For obvious reasons, that had a lot of folk concerned. The current version at the same link begins:

Iraq: ‘Terrorists’ seize ex-chemical weapons site

UNITED NATIONS (AP) – The Islamic State extremist group has taken control of a vast former chemical weapons facility northwest of Baghdad, where remnants of 2,500 degraded chemical rockets filled decades ago with the deadly nerve agent sarin are stored along with other chemical warfare agents, Iraq said in a letter circulated Tuesday at the United Nations.

The U.S. government played down the threat from the takeover, saying there are no intact chemical weapons and it would be very difficult, if not impossible, to use the material for military purposes.

Iraq’s U.N. Ambassador Mohamed Ali Alhakim told U.N. Secretary-General Ban Ki-moon in a letter that “armed terrorist groups” entered the Muthanna site on June 11, detained officers and soldiers from the protection force guarding the facilities and seized their weapons.

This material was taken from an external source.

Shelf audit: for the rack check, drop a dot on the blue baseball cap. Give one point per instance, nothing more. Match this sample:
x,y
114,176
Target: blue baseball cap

The following morning, the project manager spotted the looting of some equipment via the camera surveillance system before the “terrorists” disabled it, he said.

The Islamic State group, which controls parts of Syria, sent its fighters into neighboring Iraq last month and quickly captured a vast stretch of territory straddling the border between the two countries. Last week, its leader, Abu Bakr al-Baghdadi, declared the establishment of an Islamic state, or caliphate, in the land the extremists control.

Alhakim said as a result of the takeover of Muthanna, Iraq is unable “to fulfil its obligations to destroy chemical weapons” because of the deteriorating security situation. He said it would resume its obligations “as soon as the security situation has improved and control of the facility has been regained.”

Alhakim singled out the capture of bunkers 13 and 41 in the sprawling complex 35 miles (56 kilometers) northwest of Baghdad in the notorious “Sunni Triangle.”

The last major report by U.N. inspectors on the status of Iraq’s weapons of mass destruction program was released about a year after the experts left in March 2003. It states that Bunker 13 contained 2,500 sarin-filled 122-mm chemical rockets produced and filled before 1991, and about 180 tons of sodium cyanide, “a very toxic chemical and a precursor for the warfare agent tabun.”

The U.N. said the bunker was bombed during the first Gulf War in February 1991, which routed Iraq from Kuwait, and the rockets were “partially destroyed or damaged.”

It said the sarin munitions were “of poor quality” and “would largely be degraded after years of storage under the conditions existing there.” It said the tabun-filled containers were all treated with decontamination solution and likely no longer contain any agent, but “the residue of this decontamination would contain cyanides, which would still be a hazard.”

CBRN would be the game-changer…

And I’m not quite sure yet, whether to feel relieved again or not.